Appellant's petition to the Supreme Court of the State of New York stated in pertinent part as follows:

“9. Petitioners answered some and refused to answer others of the questions referred to in paragraph 8 on various and numerous grounds, including the ground that the Subcommittee had not jurisdiction to inquire into such matters, the ground that the First Amendment to the Constitution of the United States forbade such inquiry, the ground that the procedures of the Subcommittee violated their rights under the Fifth Amendment to the Constitution of the United States and that they could not be required under the Fifth Amendment to answer such questions, and on other grounds. The Subcommittee acquiesced in the refusal of petitioners to answer such questions.”
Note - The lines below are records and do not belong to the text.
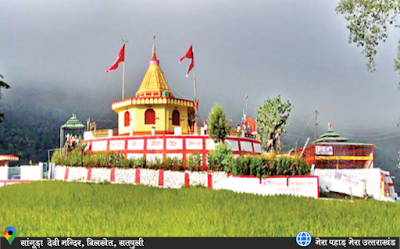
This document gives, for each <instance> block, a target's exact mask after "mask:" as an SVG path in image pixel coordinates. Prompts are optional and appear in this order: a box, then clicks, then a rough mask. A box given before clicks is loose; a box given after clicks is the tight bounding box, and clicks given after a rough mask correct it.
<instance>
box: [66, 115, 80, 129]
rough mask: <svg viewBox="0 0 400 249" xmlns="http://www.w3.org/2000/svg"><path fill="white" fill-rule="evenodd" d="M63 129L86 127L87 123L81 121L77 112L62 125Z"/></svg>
mask: <svg viewBox="0 0 400 249" xmlns="http://www.w3.org/2000/svg"><path fill="white" fill-rule="evenodd" d="M61 128H63V129H85V125H84V124H82V123H81V121H79V120H78V119H77V118H76V116H75V114H72V117H71V118H70V119H68V121H67V122H66V123H65V124H63V125H62V126H61Z"/></svg>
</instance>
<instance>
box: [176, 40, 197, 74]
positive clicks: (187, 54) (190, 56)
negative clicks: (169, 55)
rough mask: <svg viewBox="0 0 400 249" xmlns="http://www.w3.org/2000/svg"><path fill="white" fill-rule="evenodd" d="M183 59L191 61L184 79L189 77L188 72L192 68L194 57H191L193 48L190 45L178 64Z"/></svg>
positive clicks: (181, 61) (193, 64)
mask: <svg viewBox="0 0 400 249" xmlns="http://www.w3.org/2000/svg"><path fill="white" fill-rule="evenodd" d="M184 59H191V60H192V61H191V62H190V65H189V67H188V70H187V71H186V77H188V76H189V72H190V71H191V70H192V69H193V67H194V56H193V48H192V45H190V48H189V50H188V51H187V52H186V54H185V56H183V57H182V58H181V59H180V60H179V63H181V62H182V61H183V60H184Z"/></svg>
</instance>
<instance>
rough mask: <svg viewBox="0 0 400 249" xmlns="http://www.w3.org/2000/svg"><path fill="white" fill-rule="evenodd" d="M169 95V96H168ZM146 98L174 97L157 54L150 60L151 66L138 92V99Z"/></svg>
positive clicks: (155, 53) (146, 72) (168, 95)
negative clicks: (161, 68) (168, 85)
mask: <svg viewBox="0 0 400 249" xmlns="http://www.w3.org/2000/svg"><path fill="white" fill-rule="evenodd" d="M164 92H166V93H164ZM167 93H168V95H166V94H167ZM146 97H173V94H172V92H171V90H170V89H169V86H168V83H167V81H166V80H165V77H164V73H163V72H162V70H161V68H160V62H159V61H158V60H157V56H156V53H155V52H154V54H153V58H152V59H151V60H150V65H149V68H148V69H147V72H146V75H145V76H144V78H143V81H142V84H140V87H139V90H138V91H137V92H136V98H146Z"/></svg>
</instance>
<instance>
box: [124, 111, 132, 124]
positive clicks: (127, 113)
mask: <svg viewBox="0 0 400 249" xmlns="http://www.w3.org/2000/svg"><path fill="white" fill-rule="evenodd" d="M130 119H131V118H130V115H129V111H126V112H125V115H124V124H125V126H129V125H130Z"/></svg>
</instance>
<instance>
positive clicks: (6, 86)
mask: <svg viewBox="0 0 400 249" xmlns="http://www.w3.org/2000/svg"><path fill="white" fill-rule="evenodd" d="M3 79H4V77H3V75H1V74H0V99H1V88H4V89H9V88H10V86H9V85H8V84H7V83H6V82H4V81H3ZM3 118H4V113H1V112H0V123H1V122H2V121H3Z"/></svg>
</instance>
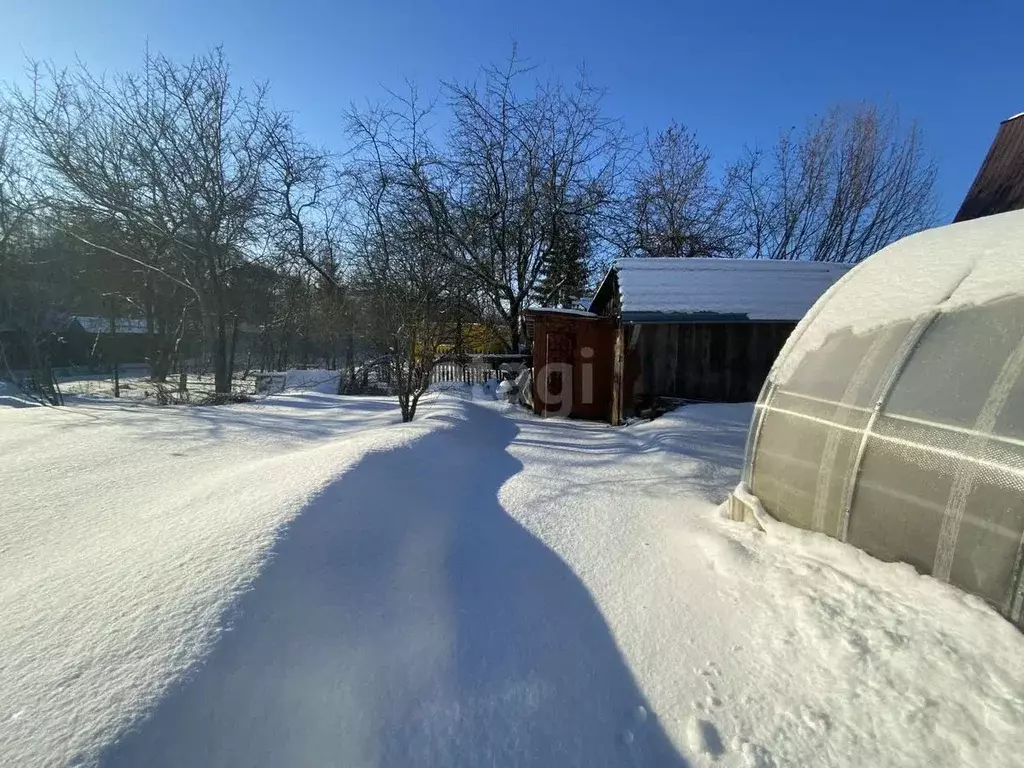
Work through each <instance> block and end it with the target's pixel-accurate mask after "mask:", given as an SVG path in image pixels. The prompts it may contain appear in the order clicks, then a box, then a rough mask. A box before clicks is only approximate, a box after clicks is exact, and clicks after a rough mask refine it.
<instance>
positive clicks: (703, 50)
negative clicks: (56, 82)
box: [0, 0, 1024, 219]
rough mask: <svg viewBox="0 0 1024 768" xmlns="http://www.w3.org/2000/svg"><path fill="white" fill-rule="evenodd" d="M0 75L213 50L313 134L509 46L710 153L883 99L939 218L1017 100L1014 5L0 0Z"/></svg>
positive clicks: (612, 2) (326, 134)
mask: <svg viewBox="0 0 1024 768" xmlns="http://www.w3.org/2000/svg"><path fill="white" fill-rule="evenodd" d="M0 28H2V31H0V37H2V43H0V79H6V80H10V79H12V78H18V77H20V76H22V73H23V72H24V66H25V59H26V56H31V57H36V58H47V59H54V60H55V61H56V62H58V63H70V62H72V61H73V60H74V56H75V55H78V56H80V57H81V58H82V59H84V60H85V61H87V62H88V63H90V65H91V66H93V67H95V68H97V69H106V70H115V69H121V68H125V67H132V66H135V65H137V63H138V61H139V59H140V56H141V52H142V50H143V46H144V45H145V43H146V41H148V43H150V46H151V48H153V49H155V50H161V51H163V52H165V53H168V54H170V55H173V56H187V55H190V54H193V53H198V52H202V51H204V50H206V49H208V48H210V47H211V46H214V45H221V44H222V45H223V46H224V49H225V51H226V53H227V56H228V58H229V59H230V61H231V63H232V66H233V68H234V72H236V73H237V75H238V77H239V78H240V79H241V80H261V81H262V80H267V81H269V82H270V84H271V88H272V92H273V98H274V102H275V103H276V104H278V105H280V106H282V108H286V109H288V110H290V111H293V112H295V113H296V115H297V118H296V119H297V122H298V124H299V125H300V127H301V128H302V129H303V130H304V132H305V133H306V134H307V135H308V136H309V137H310V138H312V139H314V140H316V141H317V142H321V143H325V144H329V145H340V144H341V139H340V128H339V125H340V121H339V114H340V113H341V111H342V110H343V109H344V108H345V106H347V105H348V104H349V103H350V102H351V101H353V100H355V101H361V100H364V99H366V98H372V99H375V98H378V97H379V96H380V94H381V91H380V87H381V85H384V86H388V87H400V85H401V83H402V82H403V80H404V79H411V80H413V81H415V82H417V83H418V84H420V85H421V87H422V88H423V89H424V90H427V89H428V88H432V87H433V86H434V84H435V83H436V81H437V80H438V79H439V78H445V79H449V78H467V77H470V76H472V75H473V74H474V72H475V71H476V70H477V69H478V68H479V66H480V65H482V63H486V62H489V61H499V60H501V59H502V58H503V57H505V56H506V55H507V54H508V52H509V50H510V47H511V43H512V42H513V41H516V42H517V43H518V45H519V49H520V52H521V53H522V54H523V55H525V56H528V57H529V58H530V59H532V60H534V61H536V62H537V63H539V65H542V66H543V67H544V68H547V69H548V70H549V72H552V73H554V74H555V75H564V77H565V78H566V79H567V78H569V77H570V76H571V74H572V72H573V71H574V69H575V68H577V67H578V66H579V65H581V63H586V66H587V69H588V71H589V73H590V75H591V79H592V80H593V81H594V82H595V83H596V84H600V85H603V86H605V87H607V89H608V95H607V99H606V108H607V110H606V111H607V112H608V113H609V114H610V115H613V116H616V117H621V118H623V119H624V120H625V121H626V123H627V125H628V126H629V127H630V128H631V129H635V130H640V129H642V128H643V127H645V126H649V127H650V128H652V129H657V128H660V127H663V126H664V125H666V124H667V123H668V122H669V121H670V120H672V119H676V120H678V121H679V122H682V123H685V124H686V125H688V126H690V127H692V128H694V129H695V130H696V131H697V132H698V135H699V136H700V138H701V140H702V141H705V142H706V143H707V144H709V145H710V146H711V147H712V150H713V151H714V152H715V155H716V157H717V159H718V160H719V161H720V162H722V163H725V162H727V161H729V160H731V159H732V157H734V156H735V155H736V154H737V153H738V152H739V150H740V148H741V146H742V145H743V144H744V143H760V144H767V143H770V142H771V141H772V140H773V139H774V137H775V136H776V135H777V133H778V131H779V130H780V129H782V128H785V127H788V126H792V125H796V124H800V123H802V122H803V121H804V120H805V119H806V118H807V117H809V116H811V115H814V114H816V113H820V112H821V111H822V110H823V109H825V108H826V106H827V105H828V104H829V103H833V102H836V101H851V100H859V99H873V100H888V101H889V102H891V103H893V104H895V105H897V106H898V108H899V110H900V112H901V114H902V115H903V116H905V117H912V118H915V119H918V120H919V121H920V123H921V124H922V125H923V127H924V129H925V133H926V138H927V140H928V143H929V146H930V148H931V150H932V152H933V153H934V154H935V156H936V158H937V160H938V162H939V170H940V178H939V186H940V195H941V204H942V208H941V213H942V217H943V218H944V219H948V218H951V217H952V214H953V213H954V212H955V210H956V207H957V206H958V205H959V201H961V199H962V198H963V195H964V193H965V191H966V190H967V187H968V185H969V184H970V182H971V180H972V179H973V177H974V173H975V172H976V170H977V168H978V165H979V164H980V162H981V160H982V158H983V157H984V153H985V151H986V150H987V148H988V144H989V142H990V141H991V138H992V136H993V135H994V132H995V130H996V127H997V125H998V122H999V121H1000V120H1002V119H1005V118H1007V117H1009V116H1011V115H1013V114H1015V113H1018V112H1021V111H1024V56H1022V55H1021V47H1020V46H1021V35H1022V34H1024V2H1022V1H1021V0H992V1H990V2H984V0H983V1H982V2H964V0H959V1H958V2H953V1H952V0H931V1H930V2H929V1H926V0H914V1H911V0H891V1H890V2H885V1H883V0H864V1H861V2H843V3H829V2H827V0H824V1H822V0H818V1H817V2H812V0H792V1H791V2H782V3H774V2H768V1H767V0H734V1H733V2H728V1H726V0H709V1H708V2H682V1H676V2H673V1H672V0H663V1H662V2H655V1H653V0H630V1H626V2H624V1H620V2H611V1H610V0H592V2H556V0H547V1H544V0H541V1H538V0H475V2H469V1H461V0H441V1H438V2H430V1H429V0H421V1H420V2H414V1H413V0H392V1H391V2H388V1H387V0H377V1H374V0H339V1H338V2H323V1H321V0H315V1H313V2H294V1H293V2H287V3H286V2H273V3H271V2H264V1H263V0H253V1H252V2H245V1H243V0H224V1H218V0H203V1H198V0H178V1H177V2H173V3H170V2H158V1H157V0H148V1H146V0H143V1H141V2H140V1H139V0H103V1H102V2H98V1H96V2H92V1H90V0H6V2H4V3H2V4H0Z"/></svg>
Cf. Ullmann v. United States, 350 U. S. 422, at 438-439:

“For the history of the privilege establishes not only that it is not to be interpreted literally, but also that its sole concern is, as its name indicates, with the danger to a witness forced to give testimony leading to the infliction of ‘penalties affixed to the criminal acts ....”'

Hebert v. Louisiana, 272 U. S. 312, 316. Cf. Twining v. New Jersey, 211 U. S. 78,100.

Palko v. Connecticut, 302 U. S. 319, 323, 325, 326. Cf. Francis v. Resweber, 329 U. S. 459, 463; Adamson v. California, 332 U. S. 46, 53.

42 American Association of University Professors Bulletin 96. Compare The Rights and Responsibilities of Universities and their Faculties, Association of American Universities, March 24, 1953, III:

“As in all acts of association, the professor accepts conventions which become morally binding. Above all, he owes his colleagues in the university complete candor and perfect integrity, precluding any kind of clandestine or conspiratorial activities. He owes equal candor to the public. If he is called upon to answer for his convictions it is his duty as a citizen to speak out. It is even more definitely his duty as a professor. Refusal to do so, on whatever legal grounds, cannot fail to reflect upon a profession that claims for itself the fullest freedom to speak and the maximum protection of that freedom available in our society. In this respect, invocation of the Fifth Amendment places upon a professor a heavy burden of proof of his fitness to hold a teaching position and lays upon his university an obligation to reexamine his qualifications for membership in its society.
“. . . When the powers of legislative inquiry are abused, the remedy does not lie in noncooperation or defiance; it is to be sought through the normal channels of informed public opinion.”

42 American Assn, of University Professors Bulletin 61-94.

In the Matter of the Investigation of the Departments of the Government of the City of New York, Final Report by Samuel Seabury, December 27,1932, pp. 9-10.